Gary L. Francione

 

On his book Animals as Persons: Essays on the Abolition of Animal Exploitation

Cover Interview of February 01, 2010

Lastly

In addition to demonstrating that the animal welfare approach to animal ethics is unsatisfactory both as a moral and practical matter, another significant aspect of Animals as Persons is to make the case for veganism.  We should not eat, wear, or consume any animal products.

Most of the current literature on animal ethics—academic as well as commercial—defends the “conscientious omnivore” who is careful to eat only animal products that are produced in a supposedly “humane” way, or, at most, defends vegetarianism, a vague term used to describe a diet that does not include meat, poultry, and, perhaps aquatic animals.  But if we take animal interests seriously and regard animals as members of the moral community, we really have no choice other than eliminating the consumption and use of all animal products.  What we consume is not a simple matter of choice; there are moral issues involved.
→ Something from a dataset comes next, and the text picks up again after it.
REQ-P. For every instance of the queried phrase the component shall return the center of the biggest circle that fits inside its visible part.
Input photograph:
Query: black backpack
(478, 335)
It is my hope that the book makes clear to readers that to talk about animal rights at all when animals are chattel property is similar to talking about the rights of slaves.  To be property is the opposite of being a person.  A person is an entity with inherent or intrinsic value; property has only external or conditional value.  At the present time, we regard only humans as eligible to be natural persons.  But we should remember that, at various times, we have excluded from the class of persons certain humans based on irrelevant characteristics, such as race and sex.
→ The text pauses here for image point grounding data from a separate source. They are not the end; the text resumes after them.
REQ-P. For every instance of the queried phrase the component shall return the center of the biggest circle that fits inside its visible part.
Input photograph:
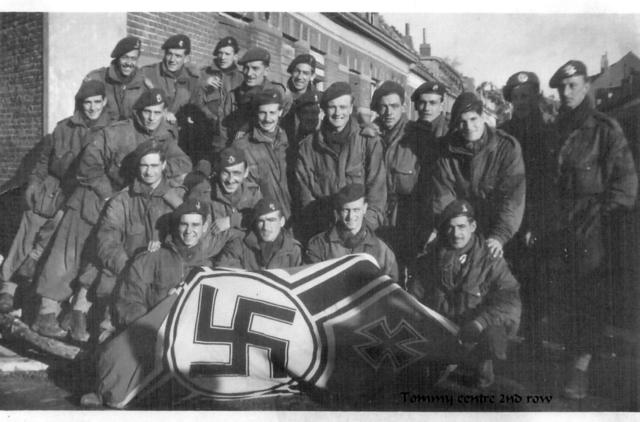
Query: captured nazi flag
(231, 334)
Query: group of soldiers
(164, 168)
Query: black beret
(428, 88)
(467, 101)
(178, 41)
(455, 208)
(335, 90)
(349, 193)
(267, 96)
(520, 78)
(265, 206)
(226, 42)
(151, 97)
(255, 54)
(231, 156)
(191, 206)
(125, 45)
(387, 87)
(567, 70)
(90, 88)
(302, 58)
(310, 97)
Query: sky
(492, 46)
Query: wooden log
(14, 327)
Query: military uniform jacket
(132, 218)
(152, 275)
(266, 159)
(491, 178)
(179, 90)
(121, 95)
(245, 253)
(239, 206)
(106, 166)
(328, 245)
(321, 172)
(481, 288)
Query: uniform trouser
(62, 264)
(33, 236)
Animals as Persons is a call to include all sentient beings in the class of persons and to recognize that the interest of animals in not being used as resources should, like the similar human interest in not being a chattel slave, be protected with a right.

The abolitionist position presented in Animals as Persons does not mean that we release domesticated animals to run wild in the street.  If we took animals seriously and recognized our obligation not to treat them as things, we would stop producing and facilitating the production of domestic animals altogether.  We would care for the ones whom we have here now, but we would stop breeding more for human consumption.

With respect to non-domesticated nonhumans, we would simply leave them alone.